Yes, the backlash is infuriating. Liars, haters, and paranoids shouldn’t run the world. But if your goal is in part to “help [Muslim] students feel more at home in a world marred by weekly acts of violence and daily discriminations”—as Duke administrators stated—maybe the wise course is to advance the ball a few yards at a time, instead of throwing it to the end zone.

Fourth, there may be additional security reasons for patience. Safi and Schoenfeld have cited “credible threats against Muslim students, faculty, and staff.” Safi complains that the university is “caving in” to security concerns, but he adds that the concerns are “very real.” I don’t know the details, and neither do you. But if there’s a reasonable chance that some lunatic who was threatening to kill a Muslim professor can be held off for a couple of days and eventually apprehended, I’m willing to wait.

These arguments don’t excuse the university’s clumsiness. Administrators should have thought through the tower idea more carefully before proposing it. Their failure to do so puts them in a position of reducing Muslim use of public space, exactly the opposite of what they intended. By retreating under pressure, they’ve also empowered Graham and his ilk. They’ve sent the wrong message.

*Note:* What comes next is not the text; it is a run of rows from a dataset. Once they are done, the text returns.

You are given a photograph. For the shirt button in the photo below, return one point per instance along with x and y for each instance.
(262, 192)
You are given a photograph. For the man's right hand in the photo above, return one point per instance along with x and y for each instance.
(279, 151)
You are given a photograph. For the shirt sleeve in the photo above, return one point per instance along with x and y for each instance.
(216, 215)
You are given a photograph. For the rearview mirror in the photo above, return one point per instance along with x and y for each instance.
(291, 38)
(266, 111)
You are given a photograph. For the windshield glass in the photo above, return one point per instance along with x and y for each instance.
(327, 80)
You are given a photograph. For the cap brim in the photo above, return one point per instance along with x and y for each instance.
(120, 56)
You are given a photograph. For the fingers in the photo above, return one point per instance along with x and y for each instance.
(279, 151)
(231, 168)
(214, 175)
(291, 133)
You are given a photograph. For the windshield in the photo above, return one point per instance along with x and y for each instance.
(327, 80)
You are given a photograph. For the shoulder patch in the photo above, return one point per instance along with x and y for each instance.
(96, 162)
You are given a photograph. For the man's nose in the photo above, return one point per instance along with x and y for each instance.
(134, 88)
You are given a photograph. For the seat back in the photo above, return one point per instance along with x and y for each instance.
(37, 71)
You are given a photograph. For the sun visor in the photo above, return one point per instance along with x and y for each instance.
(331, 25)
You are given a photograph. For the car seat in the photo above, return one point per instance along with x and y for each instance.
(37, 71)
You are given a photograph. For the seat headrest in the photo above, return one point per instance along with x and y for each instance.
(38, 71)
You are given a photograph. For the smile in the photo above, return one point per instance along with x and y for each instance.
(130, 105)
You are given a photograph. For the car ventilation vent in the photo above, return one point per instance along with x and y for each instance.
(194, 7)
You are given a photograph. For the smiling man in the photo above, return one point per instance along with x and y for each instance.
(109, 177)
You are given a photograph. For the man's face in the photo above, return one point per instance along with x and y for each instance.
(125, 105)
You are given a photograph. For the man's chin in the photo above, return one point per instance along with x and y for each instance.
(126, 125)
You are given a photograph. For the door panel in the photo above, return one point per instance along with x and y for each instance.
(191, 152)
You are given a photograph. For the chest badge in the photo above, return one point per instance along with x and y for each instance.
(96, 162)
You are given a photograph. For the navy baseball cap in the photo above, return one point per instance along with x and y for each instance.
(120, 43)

They should send the right one. It’s fine to be prudent about advancing justice. But you have to be clear about what justice is and about your commitment to it. Duke must undertake a long-term campaign, beginning with a speech from its president, to confront Islamophobia among its alumni and in Christian communities across the region. That campaign must teach the truth: Islam, like Christianity, is a diverse faith, full of peaceful adherents. It deserves an equal place on campus and in civil society. That’s where this country is going. And bigots can’t stop it.